At AVSP ’98 Eric led the charge and on December 5, 1998, AVISA (the Auditory-Visual Speech Association) conceived earlier by Benny and Eric, became the 2^nd ISCA Special Interest Group (SIG). Eric always shunned grandiose titles, so he pushed Philip Rubin into the Interim President position, with Eric himself and Denis as interim steering committee members.
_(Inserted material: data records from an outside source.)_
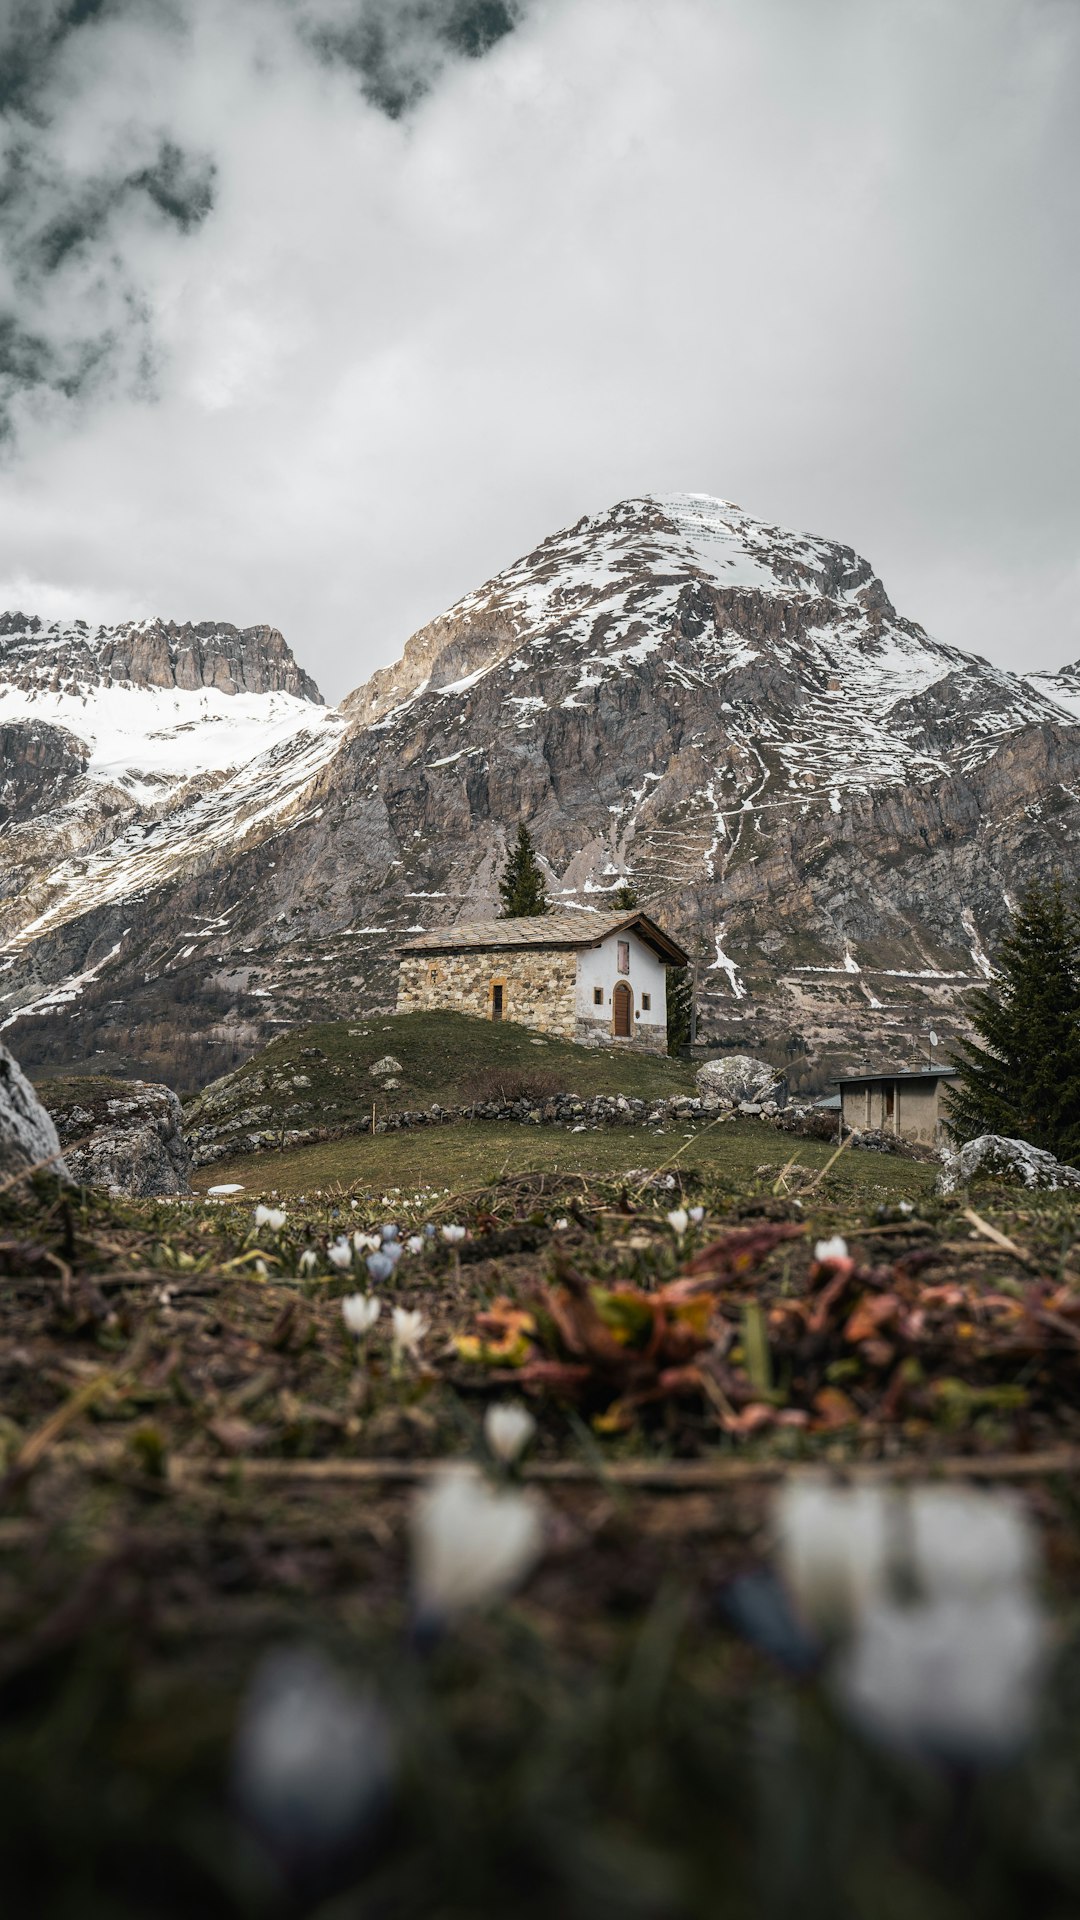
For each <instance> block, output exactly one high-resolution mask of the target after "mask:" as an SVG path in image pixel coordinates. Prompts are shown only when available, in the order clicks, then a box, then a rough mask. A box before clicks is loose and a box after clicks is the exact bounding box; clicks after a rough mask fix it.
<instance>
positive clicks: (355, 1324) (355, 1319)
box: [342, 1294, 382, 1340]
mask: <svg viewBox="0 0 1080 1920" xmlns="http://www.w3.org/2000/svg"><path fill="white" fill-rule="evenodd" d="M380 1313H382V1302H380V1300H379V1298H377V1296H375V1294H348V1296H346V1298H344V1300H342V1319H344V1323H346V1327H348V1331H350V1332H354V1334H356V1338H357V1340H363V1336H365V1334H369V1332H371V1329H373V1327H375V1321H377V1319H379V1315H380Z"/></svg>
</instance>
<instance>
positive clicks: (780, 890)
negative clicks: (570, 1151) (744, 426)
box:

The AVISA objectives that Benny and Eric devised are to link AV researchers; facilitate better understanding of processes of auditory-visual speech perception and production and the modelling of speech gestures for realistic animation; share knowledge of AVSP in as many languages as possible; and disseminate AVSP research knowledge worldwide. Almost 20 years later it continues to do just that.

Throughout his career Eric skirted around the walls of conference halls chewing on ideas and interjecting with sage comments; he set up collaborations and instigated or augmented new labs in Japan, Brazil, Canada, Australia, France, USA, Germany and more; he bred a generation of auditory-visual speech production and perception researchers; and he cajoled, criticised, abused and hugged, and drank and smoked, with his collaborators. In 2005, Eric hosted a memorable AVSP on Vancouver Island, with the topics of the invited lectures perfectly illustrating Eric’s approach to what needs to be understood: A lecture on the structure and function of the jaw; one on modelling face and tongue biomechanics, and one to remind us what it’s all about – ‘Appreciating face-to-face dialogue’.

Eric played a critical role in establishing the AVSP community – AVISA and the AVSP conferences; they would not be here without him. Eric is gone, but he is larger than life…. We thank him, and those of us who knew him, love him still.

Denis Burnham,

with input from Laurie Fais, Ruth Campbell, Kevin Munhall, and Phillip Rubin and Editor-in-Chief, Chris Davis

Bonus 1 : Chateau de Bonas attendees

1 P. Kricos – 2 K. Pichora-Fuller – 3 P. Smeele – 4 O. Garcia – 5 J. Beskow – 6 P. Cosi – 7 M. Sams – 8 D.G. Stork – 9 D. Massaro – 10 C. Benoit – 11 J. Movellan – 12 A. Adjudant – 13 I. Matthews – 14 M. Vogt – 15 J. Luettin – 16 K. Green – 17 S. Hiki – 18 N.M. Brooke – 19 C. Abry – 20 P. Bertelson – 21 M. Cohen – 22 J. Robert-Ribes – 23 T. Coianiz – 24 E. Auer, Jr. – 25 M. Piquemal – 26 D. Burnham – 27 P. Silsbee – 28 M.-A. Cathiard – 29 L. Bernstein – 30 H. Saldaña – 31 A. Fuster-Duran – 32 R. Campbell – 33 M. Hirayarma – 34 E. Vatikiotis-Bateson – 35 M.E. Hennecke – Not shown: Martine Cornuejols, Manuel Grana, Fabio Lavagetto, Si Wei Lu, Eric Petajan, Leandro Rodriguez-Linares, Robert Sokol

Bonus 2 : (or was that the larynx?)

Eric eliciting stress contrasts from an unsuspecting Australian with a hook electrode in his cricothyroid muscle

References

Dodd, B, and Campbell, R. (Eds) (1987) Hearing by Eye: The Psychology of Lip-Reading. Lawrence Erlbaum Associates, London.
Campbell, R., Dodd, B., & Burnham, D. (Eds) (1998) Hearing by Eye II: Advances in the Psychology of Speechreading and Auditory-visual Speech. Hove, UK: Psychology Press, P. ix.
Stork, D. G., & Hennecke, M. E. (Eds.). (1996). Speechreading by humans and machines: models, systems, and applications(Vol. 150). Springer Science & Business Media.